这三个人每一次出现,武功一次比一次高,而萧秋水的武功与心境,也是一次比一次拔高;上一次他们出现的时候,就是唐方出现的时候……
笛声更为悠扬,好像在车马蹄声寂寥里,有个少女在青石板的临街圆窗后思量……唐方!
萧秋水顿忘了攀索,失声叫唤:“唐方!”
他的语音充满了切盼。
他的眼眶如雾样潮湿。
唐方,唐方……你该来了,唐方。
就在这时,“嗖嗖嗖”
,三柄快利的剑,如同前次一般,凝在萧秋水的咽喉上!
“还是一样,”
白衣年青的温艳阳冷峻地道:“你一想唐方,就方寸大乱,不能作战。”
“再要是这样,”
黄衣女子江秀音道:“你不但不能做一个剑客,而且也失去了当杀手的资格。”
“做剑客和杀手都是无情的。”
黑袍的登雕梁说:“否则只有天下人负你,而你也不敢负天下人。
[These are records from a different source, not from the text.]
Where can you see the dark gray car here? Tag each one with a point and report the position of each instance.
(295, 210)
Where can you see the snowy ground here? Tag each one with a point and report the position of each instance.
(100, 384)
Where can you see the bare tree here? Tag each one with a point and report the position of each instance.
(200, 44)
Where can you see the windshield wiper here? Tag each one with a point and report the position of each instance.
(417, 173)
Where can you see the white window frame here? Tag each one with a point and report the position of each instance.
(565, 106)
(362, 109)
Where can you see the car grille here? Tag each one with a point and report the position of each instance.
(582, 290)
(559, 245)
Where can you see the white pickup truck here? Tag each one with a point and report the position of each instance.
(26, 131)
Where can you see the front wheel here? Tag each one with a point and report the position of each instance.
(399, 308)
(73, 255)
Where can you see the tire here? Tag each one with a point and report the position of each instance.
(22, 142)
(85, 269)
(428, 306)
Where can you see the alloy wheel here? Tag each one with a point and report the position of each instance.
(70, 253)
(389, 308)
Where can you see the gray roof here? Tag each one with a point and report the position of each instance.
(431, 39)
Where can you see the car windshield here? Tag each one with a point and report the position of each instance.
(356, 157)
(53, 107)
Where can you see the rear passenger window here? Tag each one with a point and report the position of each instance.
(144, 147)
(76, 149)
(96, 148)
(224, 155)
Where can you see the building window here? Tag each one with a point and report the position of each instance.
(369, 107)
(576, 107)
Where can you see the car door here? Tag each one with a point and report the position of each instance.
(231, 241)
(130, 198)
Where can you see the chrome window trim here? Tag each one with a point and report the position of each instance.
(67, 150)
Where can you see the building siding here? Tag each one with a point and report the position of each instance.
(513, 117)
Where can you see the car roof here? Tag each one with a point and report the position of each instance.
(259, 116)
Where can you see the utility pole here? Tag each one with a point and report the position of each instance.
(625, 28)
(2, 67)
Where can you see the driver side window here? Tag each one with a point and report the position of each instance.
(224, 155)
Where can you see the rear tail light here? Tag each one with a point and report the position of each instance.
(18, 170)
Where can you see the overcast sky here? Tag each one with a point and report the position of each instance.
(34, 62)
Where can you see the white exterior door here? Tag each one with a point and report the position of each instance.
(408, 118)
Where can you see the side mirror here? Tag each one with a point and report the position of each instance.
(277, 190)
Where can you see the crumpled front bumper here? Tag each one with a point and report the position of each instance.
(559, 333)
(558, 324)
”
“你们是谁?”
萧秋水的情绪还在唐方的幻失里,“你们……究竟是谁?!”
萧秋水的脖子上已炸起了一轻轻鸡皮疙瘩,那三柄剑比山中泉水犹寒。
那三人望视一眼,洒然缓缓抽回了剑。
“你们是谁?”
“你们究竟是谁?!”
萧秋水禁不住加问了一句:
“唐方究竟在哪里?!”
陈见鬼,秦风八,刘友,皇甫漩等都听到了萧秋水声声的厉问。
白雾茫茫中,他们却什么也看不见。
他们想翻过山壁去,但一股凌厉的剑气……不,也许是沛然的天地之气,隔断了他们前进的勇气,粉碎了他们趋前的步伐。
这种精气之无所不及在凌厉,为众人平生首遇。
费士理在前头,也是同样,他想回头救援,但冲不破那无形的劲气。
就在前后两方都在踌躇急叹之际,那三人慢慢地与浓雾混在一起,变成忽隐忽现:
“你们不要走!”
萧秋水挥剑怒斩厉问:
“唐方呢?!”
——琴声,笛声,二胡声依旧。
只是人世间一切,都如白云苍天。
人世一切,都是易变的,好像这些来来去去的悸雾,随手抓一把,都是没有实质的。
萧秋水青、少年时期的战役、弟兄、地方、故事,无一不历历在眼前。
那“听雨楼”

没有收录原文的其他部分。